Arne Duncan is the Obama administration’s secretary of education, the highest position in the nation as it relates to schools. Yet it’s quite apparent he has plenty to learn, having been rightly schooled over an astounding comment he made about those who are questioning the new Common Core State Standards rolling into K-12 schools across the nation.
“It’s fascinating to me that some of the pushback is coming from, sort of, white suburban moms who — all of a sudden — their child isn’t as brilliant as they thought they were and their school isn’t quite as good as they thought they were, and that’s pretty scary,” Mr. Duncan said in Richmond, Va., on Nov. 15, while addressing state school superintendents.
You know what’s really pretty scary, Mr. Secretary? Anyone who makes a blanket statement about a particular race or gender. It’s not acceptable to attack any demographic. Such a comment from a Cabinet member attacking black men or Latino women would be deemed despicable, and that Cabinet member would almost certainly be fired or forced to resign. It’s no less despicable in this case.
Furthermore, while there’s little doubt this is how Mr. Duncan truly feels, given his weak apologies — he attributes the gaffe to “clumsy phrasing” — there is equally little doubt that he is quite wrong. As Reason.com’s David Harsanyi wrote Friday, “What is fascinating, though, is hearing Duncan contending that certain suburbanite ‘white’ parents have little interest in any genuine assessment of kids and their schools. Evidence seems to suggest the opposite, actually. White suburban moms (shorthand, of course, for moms who live in middle-class communities that feature all kinds of races) seem to have a propensity to spend a lot of time, energy and money creating better schools.”
Exactly. Everyone recognizes that there is a huge correlation between parental involvement and student achievement.

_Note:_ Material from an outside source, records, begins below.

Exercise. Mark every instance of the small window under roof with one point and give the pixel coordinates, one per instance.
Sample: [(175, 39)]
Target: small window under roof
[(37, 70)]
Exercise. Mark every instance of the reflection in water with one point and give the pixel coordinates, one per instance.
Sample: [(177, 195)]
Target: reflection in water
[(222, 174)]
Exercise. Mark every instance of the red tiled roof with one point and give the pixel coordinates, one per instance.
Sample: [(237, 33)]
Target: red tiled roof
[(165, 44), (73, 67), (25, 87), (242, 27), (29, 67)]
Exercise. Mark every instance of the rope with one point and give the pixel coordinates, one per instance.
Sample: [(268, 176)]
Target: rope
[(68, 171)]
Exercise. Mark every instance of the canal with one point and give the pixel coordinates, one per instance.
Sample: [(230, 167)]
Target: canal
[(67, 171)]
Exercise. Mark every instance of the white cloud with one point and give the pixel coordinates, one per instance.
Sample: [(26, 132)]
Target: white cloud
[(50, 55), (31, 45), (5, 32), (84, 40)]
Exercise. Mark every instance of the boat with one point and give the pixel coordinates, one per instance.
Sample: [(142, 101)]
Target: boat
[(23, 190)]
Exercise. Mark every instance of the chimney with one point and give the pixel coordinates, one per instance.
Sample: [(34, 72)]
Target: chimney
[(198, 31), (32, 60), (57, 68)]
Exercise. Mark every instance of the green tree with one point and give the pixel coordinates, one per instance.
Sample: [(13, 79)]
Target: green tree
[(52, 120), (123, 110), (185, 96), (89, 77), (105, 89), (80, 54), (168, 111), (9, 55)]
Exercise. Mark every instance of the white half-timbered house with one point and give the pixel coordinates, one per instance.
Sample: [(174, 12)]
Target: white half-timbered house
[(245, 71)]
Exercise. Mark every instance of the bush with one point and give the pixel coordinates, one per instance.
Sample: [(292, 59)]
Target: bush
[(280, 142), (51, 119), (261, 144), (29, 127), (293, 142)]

Educators across the country, whether teachers or administrators or, yes, even the top education official in President Barack Obama’s administration, constantly remind everyone that if children are to succeed in school, parental involvement is paramount.
But Mr. Duncan’s comments and those of many of his colleagues show that the call for parental involvement is disingenuous. They want parents to help Johnny or Suzy do their homework and back up teachers when Junior isn’t studying. But they don’t want to be told how to do their job or be questioned about standards that have drawn a great deal of warranted scrutiny nationwide — not just from white suburban moms, but parents of all races and economic backgrounds. Even teachers and administrators have expressed concerns with components of Common Core, for a wide variety of legitimate reasons.
Secretary Duncan is ostensibly saying, “We’re the experts here. We’re the professionals. Please stay out of our way.”
It’s time for the secretary and others who criticize Common Core opponents to do a little less talking and a lot more listening. That shouldn’t be hard for Secretary Duncan, whose foot is firmly planted in his mouth.